The initiation of low-dose aspirin should be started at 16 weeks or earlier, as demonstrated by Bujold et al,20 with a significant reduction in preeclampsia (RR, 0.47; 95% CI, 0.34–0.65). Only three of the 78 patients who tested positive were administered with low-dose aspirin after 16 weeks in our study, with a trivial effect on our final analysis.

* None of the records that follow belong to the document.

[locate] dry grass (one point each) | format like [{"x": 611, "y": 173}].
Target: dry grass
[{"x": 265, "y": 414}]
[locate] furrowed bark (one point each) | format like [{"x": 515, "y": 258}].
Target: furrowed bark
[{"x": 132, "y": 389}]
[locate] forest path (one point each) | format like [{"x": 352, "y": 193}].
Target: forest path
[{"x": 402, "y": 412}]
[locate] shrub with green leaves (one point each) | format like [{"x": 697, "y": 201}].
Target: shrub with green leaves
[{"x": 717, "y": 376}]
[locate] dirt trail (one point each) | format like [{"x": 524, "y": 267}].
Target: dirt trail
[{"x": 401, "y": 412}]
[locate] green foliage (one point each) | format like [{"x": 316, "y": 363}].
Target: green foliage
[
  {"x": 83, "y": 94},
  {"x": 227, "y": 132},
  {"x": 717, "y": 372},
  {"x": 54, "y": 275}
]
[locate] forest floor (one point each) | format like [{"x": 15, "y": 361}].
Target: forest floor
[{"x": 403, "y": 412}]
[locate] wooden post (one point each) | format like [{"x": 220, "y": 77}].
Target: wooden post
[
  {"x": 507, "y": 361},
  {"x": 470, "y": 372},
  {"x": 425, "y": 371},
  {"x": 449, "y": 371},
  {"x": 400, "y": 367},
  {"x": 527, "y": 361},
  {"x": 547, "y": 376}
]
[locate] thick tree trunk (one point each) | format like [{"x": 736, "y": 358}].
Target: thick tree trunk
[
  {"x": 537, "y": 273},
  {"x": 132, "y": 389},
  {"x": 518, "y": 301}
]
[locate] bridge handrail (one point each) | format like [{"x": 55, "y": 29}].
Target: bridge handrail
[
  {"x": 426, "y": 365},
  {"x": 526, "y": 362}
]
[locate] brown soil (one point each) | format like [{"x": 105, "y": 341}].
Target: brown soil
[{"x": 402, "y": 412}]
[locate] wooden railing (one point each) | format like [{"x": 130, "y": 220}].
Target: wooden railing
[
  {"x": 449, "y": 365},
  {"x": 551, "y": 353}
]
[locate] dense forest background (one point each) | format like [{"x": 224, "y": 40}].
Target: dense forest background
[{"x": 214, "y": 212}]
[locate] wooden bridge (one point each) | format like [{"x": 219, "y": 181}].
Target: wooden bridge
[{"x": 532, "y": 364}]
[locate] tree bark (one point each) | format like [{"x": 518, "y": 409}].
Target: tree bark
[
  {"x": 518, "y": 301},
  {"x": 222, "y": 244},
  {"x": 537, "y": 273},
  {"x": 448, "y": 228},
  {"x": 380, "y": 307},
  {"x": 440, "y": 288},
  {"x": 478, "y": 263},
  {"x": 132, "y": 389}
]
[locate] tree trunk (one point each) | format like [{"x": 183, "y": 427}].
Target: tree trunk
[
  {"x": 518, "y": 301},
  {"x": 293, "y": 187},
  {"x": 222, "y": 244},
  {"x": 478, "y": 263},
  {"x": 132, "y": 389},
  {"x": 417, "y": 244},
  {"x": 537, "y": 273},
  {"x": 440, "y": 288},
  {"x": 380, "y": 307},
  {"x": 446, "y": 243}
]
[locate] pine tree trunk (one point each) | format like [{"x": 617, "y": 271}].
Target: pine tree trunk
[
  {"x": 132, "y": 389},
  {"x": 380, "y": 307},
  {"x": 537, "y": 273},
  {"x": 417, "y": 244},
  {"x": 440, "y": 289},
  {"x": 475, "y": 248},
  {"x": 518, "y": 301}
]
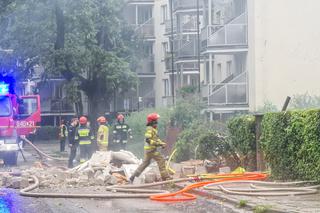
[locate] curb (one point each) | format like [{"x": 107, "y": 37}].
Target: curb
[{"x": 204, "y": 193}]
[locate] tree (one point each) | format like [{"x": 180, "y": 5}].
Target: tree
[{"x": 85, "y": 41}]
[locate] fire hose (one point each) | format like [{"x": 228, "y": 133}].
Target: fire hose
[
  {"x": 265, "y": 191},
  {"x": 183, "y": 195}
]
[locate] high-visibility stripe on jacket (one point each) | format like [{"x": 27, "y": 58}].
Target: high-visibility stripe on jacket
[
  {"x": 152, "y": 140},
  {"x": 84, "y": 135},
  {"x": 103, "y": 134},
  {"x": 63, "y": 131}
]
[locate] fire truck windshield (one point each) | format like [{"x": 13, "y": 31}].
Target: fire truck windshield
[{"x": 5, "y": 106}]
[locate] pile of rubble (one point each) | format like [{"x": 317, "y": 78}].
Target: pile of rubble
[{"x": 104, "y": 168}]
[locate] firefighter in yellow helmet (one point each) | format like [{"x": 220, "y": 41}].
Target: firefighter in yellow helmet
[
  {"x": 84, "y": 136},
  {"x": 152, "y": 142},
  {"x": 103, "y": 134}
]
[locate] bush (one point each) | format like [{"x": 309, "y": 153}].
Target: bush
[
  {"x": 291, "y": 143},
  {"x": 47, "y": 133},
  {"x": 243, "y": 139},
  {"x": 202, "y": 134}
]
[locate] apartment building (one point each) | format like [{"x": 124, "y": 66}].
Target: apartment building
[{"x": 257, "y": 51}]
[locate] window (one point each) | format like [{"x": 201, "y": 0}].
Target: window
[
  {"x": 28, "y": 106},
  {"x": 229, "y": 64},
  {"x": 219, "y": 72},
  {"x": 4, "y": 106},
  {"x": 166, "y": 87},
  {"x": 218, "y": 17},
  {"x": 165, "y": 48},
  {"x": 144, "y": 14},
  {"x": 164, "y": 13}
]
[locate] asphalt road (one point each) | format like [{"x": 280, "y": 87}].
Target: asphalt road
[{"x": 12, "y": 202}]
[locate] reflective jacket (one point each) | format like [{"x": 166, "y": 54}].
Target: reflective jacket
[
  {"x": 152, "y": 140},
  {"x": 63, "y": 131},
  {"x": 71, "y": 135},
  {"x": 84, "y": 135},
  {"x": 103, "y": 134},
  {"x": 121, "y": 133}
]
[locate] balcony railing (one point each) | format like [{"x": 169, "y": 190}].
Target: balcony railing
[
  {"x": 235, "y": 33},
  {"x": 167, "y": 101},
  {"x": 186, "y": 4},
  {"x": 190, "y": 26},
  {"x": 56, "y": 106},
  {"x": 187, "y": 48},
  {"x": 146, "y": 29},
  {"x": 146, "y": 65},
  {"x": 231, "y": 93},
  {"x": 168, "y": 26}
]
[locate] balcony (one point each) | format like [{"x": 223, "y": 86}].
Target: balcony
[
  {"x": 232, "y": 93},
  {"x": 235, "y": 33},
  {"x": 187, "y": 49},
  {"x": 56, "y": 106},
  {"x": 167, "y": 101},
  {"x": 168, "y": 26},
  {"x": 189, "y": 26},
  {"x": 146, "y": 29},
  {"x": 146, "y": 66},
  {"x": 168, "y": 61},
  {"x": 186, "y": 4}
]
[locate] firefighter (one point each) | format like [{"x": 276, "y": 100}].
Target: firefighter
[
  {"x": 103, "y": 134},
  {"x": 152, "y": 142},
  {"x": 63, "y": 135},
  {"x": 85, "y": 138},
  {"x": 73, "y": 144},
  {"x": 121, "y": 132}
]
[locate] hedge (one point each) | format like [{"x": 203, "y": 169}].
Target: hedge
[{"x": 291, "y": 143}]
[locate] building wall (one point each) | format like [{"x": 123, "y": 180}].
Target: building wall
[
  {"x": 158, "y": 51},
  {"x": 284, "y": 54}
]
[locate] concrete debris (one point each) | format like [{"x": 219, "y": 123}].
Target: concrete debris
[{"x": 97, "y": 171}]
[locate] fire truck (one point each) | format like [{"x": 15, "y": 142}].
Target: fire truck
[{"x": 19, "y": 116}]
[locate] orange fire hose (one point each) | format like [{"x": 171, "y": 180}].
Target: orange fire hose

The limitation of our study is its retrospective nature and the inherent loss of data in some fields. Moreover, the uterine arterial pulsatility index was not incorporated into the prediction model, which could have a lower sensitivity than the current standard triple test. In addition, no external validation of the prediction model applied in this study has been carried out, which could raise the debate on its accuracy. The dosage of 100 mg aspirin administered in this study is another issue that should be addressed, as the American College of Obstetrics and Gynecology/USPSTF and Maternal-Fetal Medicine recommend a higher dosage of aspirin (150 mg) in current practice. However, this is the first study involving a cohort of Taiwanese women with detailed maternal demographic characteristics documented and consistently administered prophylactic low-dose aspirin with follow-up at the same institution. The effect of early initiation of low-dose aspirin in the study population has been very encouraging, which merits more in-depth investigation to verify the benefits in our population.

Conclusions

A remarkable reduction was observed in early-onset preeclampsia with early initiation of low-dose aspirin in those screened positive for maternal characteristics and serum PAPP-A/PLGF. The incorporation of uterine artery pulsatility index along with maternal biophysical and biochemistries should be explored in future studies to better suit our population.

Acknowledgments

The authors would like to thank Pei-Jhen Wu for performing the statistical analyses in this study.

Disclosure

The authors report no conflicts of interest in this work.